Awaiting takeoff, seatback grinding your knees, seatmate snoring, babies wailing and you wonder — who's to blame?
Well, Count von Zeppelin, it turns out.
And now we're celebrating a century of his 1909 bright idea: passenger airline travel.
"Really, it was sort of a desperation measure," says historian Ron Davies of the Smithsonian's National Air and Space Museum in Washington, D.C. "He couldn't sell enough of his zeppelins to the military, so he decided to sell tickets."
Once Europe's most famous man, Count Ferdinand Adolf Heinrich August Graf von Zeppelin started up the first air service for paying passengers this month in 1909, says Davies, author of Lufthansa: An Airline and Its Aircraft. From 1910 to 1914, more than 34,000 passengers, many of them military officers sizing up airships as weapons, sailed the friendly skies aboard zeppelins.
The technology died away, not that there aren't some who would love to resurrect the civility of such gentle air travel today.

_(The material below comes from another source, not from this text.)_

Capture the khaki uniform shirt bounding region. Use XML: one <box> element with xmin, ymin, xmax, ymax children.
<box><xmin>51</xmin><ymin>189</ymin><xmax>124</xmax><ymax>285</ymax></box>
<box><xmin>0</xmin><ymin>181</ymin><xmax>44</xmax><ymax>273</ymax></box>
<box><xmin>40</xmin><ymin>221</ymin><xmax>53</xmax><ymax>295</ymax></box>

But the echoes of Zeppelin's creations are seen still in the blimps (which differ from zeppelins in their lack of a rigid structure) floating over sporting events, and NASA's eight-hour flight Oct. 6 to monitor environmental conditions over San Francisco from the Zeppelin NT004 Eureka, owned by Airship Ventures of Moffet Field, Calif.
Despite the checkered history of airships, and the later Hindenburg disaster, the first zeppelin airline suffered no passenger crashes. The fare for a four-hour flight from Duesseldorf to Lucerne, Switzerland, was 15 English pounds according to London's Daily Mail, about $1,860 in average earnings today. But for the money, the early jet-set enjoyed first-class treatment.
"All passengers even got to enjoy a cold fare on board, complete with wine or Champagne," says historian Guillaume de Syon of Albright College in Reading, Pa., author of Zeppelin! Germany and the Airships, 1900-1939. "While there indeed were airlinks in southern Germany, most passengers appear to have bought the round-trip to sightsee. The travel experience was reportedly quite pleasant, as the airships only flew in fair weather with low winds during the summer season."